Sexton won the auto-pistol national competition last year and will be featured in this year's program at the annual event. In 1993, he and fellow team member, Trooper Jerry Green, won the two-man team overall national championship. Sexton has been named to the President's 100 list of top shooters nationwide for eight years, and the Governor's 20 list here in Oklahoma for the last nine years.

Sexton says he practices at least four hours each day, two weeks prior to the competition and still gets a little nervous.

"Of course I get nervous. In terms of mental preparation, I try to look at it as just another practice, because I can tear it up at practice," said Sexton. "I tell myself to relax and breathe and shoot and have a good time, and not worry about the other guy who's nipping at my heels."
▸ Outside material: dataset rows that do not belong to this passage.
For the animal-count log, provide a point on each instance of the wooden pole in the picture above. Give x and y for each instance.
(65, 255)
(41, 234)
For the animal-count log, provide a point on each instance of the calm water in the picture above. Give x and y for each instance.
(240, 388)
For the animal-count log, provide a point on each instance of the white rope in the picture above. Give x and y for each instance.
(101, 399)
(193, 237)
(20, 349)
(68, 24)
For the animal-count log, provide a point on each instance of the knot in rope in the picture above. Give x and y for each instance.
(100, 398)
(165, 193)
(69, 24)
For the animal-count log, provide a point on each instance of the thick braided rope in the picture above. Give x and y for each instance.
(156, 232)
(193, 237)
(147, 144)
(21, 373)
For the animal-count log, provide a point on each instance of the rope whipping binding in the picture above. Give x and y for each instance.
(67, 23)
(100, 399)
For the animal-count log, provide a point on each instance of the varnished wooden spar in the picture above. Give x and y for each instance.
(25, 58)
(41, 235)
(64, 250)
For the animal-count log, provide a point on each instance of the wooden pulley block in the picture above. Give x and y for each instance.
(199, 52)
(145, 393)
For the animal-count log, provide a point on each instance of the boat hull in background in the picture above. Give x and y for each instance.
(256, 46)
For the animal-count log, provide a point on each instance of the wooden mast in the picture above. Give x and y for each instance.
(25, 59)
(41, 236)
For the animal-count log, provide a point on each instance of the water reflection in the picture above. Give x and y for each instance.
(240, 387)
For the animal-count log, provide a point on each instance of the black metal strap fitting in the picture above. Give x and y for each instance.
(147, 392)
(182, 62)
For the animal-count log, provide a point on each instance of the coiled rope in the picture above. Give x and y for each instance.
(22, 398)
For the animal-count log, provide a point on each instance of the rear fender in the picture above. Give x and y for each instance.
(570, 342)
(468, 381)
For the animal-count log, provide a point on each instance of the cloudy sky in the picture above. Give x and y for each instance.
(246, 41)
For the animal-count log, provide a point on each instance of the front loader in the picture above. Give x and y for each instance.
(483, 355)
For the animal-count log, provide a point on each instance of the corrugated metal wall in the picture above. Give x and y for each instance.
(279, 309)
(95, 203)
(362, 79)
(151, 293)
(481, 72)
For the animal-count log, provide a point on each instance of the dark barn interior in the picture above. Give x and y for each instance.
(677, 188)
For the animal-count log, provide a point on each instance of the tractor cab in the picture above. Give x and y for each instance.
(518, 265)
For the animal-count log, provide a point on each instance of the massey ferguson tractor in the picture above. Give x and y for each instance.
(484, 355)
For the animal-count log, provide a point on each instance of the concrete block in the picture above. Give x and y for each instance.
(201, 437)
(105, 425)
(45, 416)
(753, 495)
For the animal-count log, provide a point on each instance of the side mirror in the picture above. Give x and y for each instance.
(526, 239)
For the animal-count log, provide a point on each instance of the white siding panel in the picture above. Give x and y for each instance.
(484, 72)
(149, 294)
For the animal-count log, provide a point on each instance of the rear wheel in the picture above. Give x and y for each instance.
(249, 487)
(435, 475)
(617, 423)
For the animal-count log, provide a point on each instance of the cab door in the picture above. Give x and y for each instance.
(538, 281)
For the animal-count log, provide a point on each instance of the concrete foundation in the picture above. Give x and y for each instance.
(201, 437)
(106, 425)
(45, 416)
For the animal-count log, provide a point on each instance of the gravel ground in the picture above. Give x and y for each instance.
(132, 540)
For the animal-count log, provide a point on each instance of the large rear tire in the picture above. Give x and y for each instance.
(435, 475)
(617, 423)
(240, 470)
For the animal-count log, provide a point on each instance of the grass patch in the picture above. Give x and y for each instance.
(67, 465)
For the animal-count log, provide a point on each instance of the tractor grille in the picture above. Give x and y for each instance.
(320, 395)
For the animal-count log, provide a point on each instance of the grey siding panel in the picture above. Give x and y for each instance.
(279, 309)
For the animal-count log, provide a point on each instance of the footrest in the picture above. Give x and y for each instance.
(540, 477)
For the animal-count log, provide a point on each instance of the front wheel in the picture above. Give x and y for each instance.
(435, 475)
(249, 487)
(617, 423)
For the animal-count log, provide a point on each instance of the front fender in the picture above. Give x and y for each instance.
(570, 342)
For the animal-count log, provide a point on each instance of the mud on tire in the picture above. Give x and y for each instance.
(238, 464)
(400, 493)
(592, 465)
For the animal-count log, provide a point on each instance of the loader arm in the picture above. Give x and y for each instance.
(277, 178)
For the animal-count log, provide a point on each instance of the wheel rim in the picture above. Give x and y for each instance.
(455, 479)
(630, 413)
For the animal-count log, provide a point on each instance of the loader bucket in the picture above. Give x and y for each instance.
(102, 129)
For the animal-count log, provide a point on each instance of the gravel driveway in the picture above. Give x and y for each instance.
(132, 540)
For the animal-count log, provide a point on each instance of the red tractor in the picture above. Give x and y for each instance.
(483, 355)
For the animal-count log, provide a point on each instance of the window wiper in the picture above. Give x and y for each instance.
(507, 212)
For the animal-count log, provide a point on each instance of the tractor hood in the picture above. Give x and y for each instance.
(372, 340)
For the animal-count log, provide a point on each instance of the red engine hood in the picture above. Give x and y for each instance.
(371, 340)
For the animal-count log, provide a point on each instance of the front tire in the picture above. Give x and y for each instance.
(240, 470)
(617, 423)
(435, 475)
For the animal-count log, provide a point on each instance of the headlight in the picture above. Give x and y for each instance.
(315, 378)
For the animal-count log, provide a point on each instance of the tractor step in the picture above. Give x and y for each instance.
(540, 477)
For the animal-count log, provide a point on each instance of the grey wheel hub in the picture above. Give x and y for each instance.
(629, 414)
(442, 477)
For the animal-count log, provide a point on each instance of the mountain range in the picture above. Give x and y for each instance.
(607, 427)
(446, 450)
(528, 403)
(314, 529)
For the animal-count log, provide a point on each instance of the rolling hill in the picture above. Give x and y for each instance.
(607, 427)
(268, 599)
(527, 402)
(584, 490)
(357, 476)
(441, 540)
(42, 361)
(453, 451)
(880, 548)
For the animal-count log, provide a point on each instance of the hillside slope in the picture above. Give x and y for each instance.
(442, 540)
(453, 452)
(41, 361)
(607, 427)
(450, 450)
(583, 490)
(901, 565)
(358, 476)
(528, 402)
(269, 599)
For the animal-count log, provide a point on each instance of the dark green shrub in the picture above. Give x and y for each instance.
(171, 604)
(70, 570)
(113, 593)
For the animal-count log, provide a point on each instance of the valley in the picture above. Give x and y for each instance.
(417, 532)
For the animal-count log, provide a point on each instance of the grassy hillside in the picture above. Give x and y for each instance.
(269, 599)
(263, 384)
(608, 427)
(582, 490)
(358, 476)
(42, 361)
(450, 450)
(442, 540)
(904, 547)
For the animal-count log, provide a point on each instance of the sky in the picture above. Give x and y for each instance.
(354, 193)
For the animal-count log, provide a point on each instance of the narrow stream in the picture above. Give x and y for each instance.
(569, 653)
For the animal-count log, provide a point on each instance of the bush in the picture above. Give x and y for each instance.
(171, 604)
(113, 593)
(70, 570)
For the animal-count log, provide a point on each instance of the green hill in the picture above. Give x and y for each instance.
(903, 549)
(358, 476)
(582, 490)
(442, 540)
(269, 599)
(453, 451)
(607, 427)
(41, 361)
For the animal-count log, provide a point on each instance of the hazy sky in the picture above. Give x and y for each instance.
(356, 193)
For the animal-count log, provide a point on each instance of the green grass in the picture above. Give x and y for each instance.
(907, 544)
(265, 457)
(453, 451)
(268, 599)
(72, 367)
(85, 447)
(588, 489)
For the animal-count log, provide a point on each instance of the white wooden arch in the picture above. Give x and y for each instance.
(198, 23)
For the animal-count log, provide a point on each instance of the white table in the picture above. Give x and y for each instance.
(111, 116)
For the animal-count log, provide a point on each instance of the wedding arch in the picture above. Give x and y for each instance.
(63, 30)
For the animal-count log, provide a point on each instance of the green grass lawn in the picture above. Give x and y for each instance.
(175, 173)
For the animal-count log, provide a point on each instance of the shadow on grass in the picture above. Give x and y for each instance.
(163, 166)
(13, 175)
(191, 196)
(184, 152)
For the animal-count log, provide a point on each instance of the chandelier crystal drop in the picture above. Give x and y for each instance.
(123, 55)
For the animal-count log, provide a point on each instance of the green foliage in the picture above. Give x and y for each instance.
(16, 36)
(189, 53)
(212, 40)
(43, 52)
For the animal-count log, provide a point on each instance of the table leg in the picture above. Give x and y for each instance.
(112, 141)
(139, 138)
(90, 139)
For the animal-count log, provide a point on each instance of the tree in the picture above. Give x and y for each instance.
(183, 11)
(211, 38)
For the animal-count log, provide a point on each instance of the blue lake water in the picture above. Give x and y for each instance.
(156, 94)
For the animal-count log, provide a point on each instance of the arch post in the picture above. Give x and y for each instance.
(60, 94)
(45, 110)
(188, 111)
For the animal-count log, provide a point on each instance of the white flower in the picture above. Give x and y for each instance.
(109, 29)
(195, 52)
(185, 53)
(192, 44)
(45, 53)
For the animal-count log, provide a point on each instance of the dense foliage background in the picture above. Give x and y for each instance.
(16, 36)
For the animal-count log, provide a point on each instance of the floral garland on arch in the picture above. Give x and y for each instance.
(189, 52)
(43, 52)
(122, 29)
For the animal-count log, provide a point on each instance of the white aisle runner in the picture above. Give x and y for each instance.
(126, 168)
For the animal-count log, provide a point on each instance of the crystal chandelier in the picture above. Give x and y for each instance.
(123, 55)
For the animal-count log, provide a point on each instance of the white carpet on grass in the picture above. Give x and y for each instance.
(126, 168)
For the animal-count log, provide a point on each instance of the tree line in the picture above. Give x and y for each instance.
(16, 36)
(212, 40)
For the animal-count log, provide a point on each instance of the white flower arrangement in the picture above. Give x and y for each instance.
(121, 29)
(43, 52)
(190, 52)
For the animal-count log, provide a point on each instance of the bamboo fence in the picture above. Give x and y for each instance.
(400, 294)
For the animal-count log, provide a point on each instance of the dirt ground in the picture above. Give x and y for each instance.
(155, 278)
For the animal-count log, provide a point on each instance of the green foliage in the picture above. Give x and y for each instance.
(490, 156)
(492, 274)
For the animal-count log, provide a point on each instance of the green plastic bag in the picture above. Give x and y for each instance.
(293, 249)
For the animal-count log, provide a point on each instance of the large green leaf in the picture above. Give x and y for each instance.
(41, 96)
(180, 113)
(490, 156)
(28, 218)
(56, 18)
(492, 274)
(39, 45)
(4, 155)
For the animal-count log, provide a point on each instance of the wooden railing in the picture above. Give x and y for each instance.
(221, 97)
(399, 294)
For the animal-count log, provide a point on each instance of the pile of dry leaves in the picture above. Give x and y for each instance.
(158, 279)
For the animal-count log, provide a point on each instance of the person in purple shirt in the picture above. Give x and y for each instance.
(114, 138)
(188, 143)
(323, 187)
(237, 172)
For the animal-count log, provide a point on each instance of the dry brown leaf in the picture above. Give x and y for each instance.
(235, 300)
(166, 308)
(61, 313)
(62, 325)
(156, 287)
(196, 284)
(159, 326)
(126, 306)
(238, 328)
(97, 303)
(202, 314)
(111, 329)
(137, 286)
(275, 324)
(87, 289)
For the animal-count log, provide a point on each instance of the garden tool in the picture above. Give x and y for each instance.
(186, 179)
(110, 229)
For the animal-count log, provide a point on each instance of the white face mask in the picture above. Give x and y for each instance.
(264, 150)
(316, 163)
Records reflect that Weddle still holds the record for most state championships, with a total of 12. He won his first event in 1969 and followed with 11 additional wins through 1986. His streak of seven consecutive years began in 1975 and ended in 1981. This is the record Sexton will attempt to tie on Saturday.

Sexton serves on the OHP Pistol Team with seven other highway patrol officers from across the state. They are Second Lieutenant Tom Montgomery, Lawton, Troopers Joel Franks, McAlester, Johnny Freeman, Altus, Scott Hulsey, Vinita, Lance Green, Oklahoma City, Scott Haney, Oklahoma City and Jerry Green, Pauls Valley, captain of the team.

To become a member of the OHP pistol team, troopers are selected by compiling their shooting scores after annual tryouts. The open competition requires the officers to participate in several shooting scenarios. They begin seven yards from the target and shoot as far away as 50 yards. They shoot in standing, kneeling, sitting and prone positions, as well as with their weaker hand using revolvers, semiautomatic weapons and rifles. They are required to shoot a specific number of bullets in a certain amount of time at predetermined distances from the target.

"All shooting positions and times are designed to simulate what officers could encounter throughout their careers," said Jackson. "It's virtually impossible to simulate the stress of a real shooting situation, so time constraints are placed on the shooters from every position.".

The selected team then travels throughout the nation to participate in regional, state and national shooting competitions. The shooters compete in teams or as individuals in several matches at each event in a format much like their tryouts.

"The pistol team recently competed in the regional law enforcement pistol matches in Raton, New Mexico with outstanding results and a superior effort," said Jackson.

It was during this competition that Franks tied a national record by shooting a perfect score. Officers are placed seven yards from the target. Within 20 seconds, they must shoot six rounds from a revolver, reload their weapon and shoot six more in an attempt hit the "X ring," a small center area on the target which measures two- by three-inches.

Franks hit inside the X-ring with every shot and received what is called an "X count" for each of the 12 rounds, achieving a perfect score and tying the national record. He won another three matches and placed second in two additional matches. Montgomery won two matches, and Freeman placed in several.

Sexton placed second in the two-man team competition with fellow trooper Jerry Green, and third with Franks in the overall semiautomatic firearms class.

"The competition was extreme. For instance, Trooper Sexton scored 1,492 out of a possible 1,500 and did not even place in that particular event," said Jackson. "That's what you call intense competition, but these guys can certainly hold their own as their record shows."

The top 20 shooters of the state competition this weekend will be named on the Governor's 20 list.

"Many troopers over the last several years have received the distinction of being placed on this prestigious list," said Jackson. "In 1999, five of the eight-member highway patrol team received recognition from Governor Frank Keating in a ceremony at the State Capitol."

The OHP Pistol Team participates in competitions that are sanctioned and governed by the National Rifle Association. The statistics from each competition are compiled and submitted to NRA officials who recognize officers during the national competition. The top national scores are submitted and officers are ranked in order to create a list of the President's 100.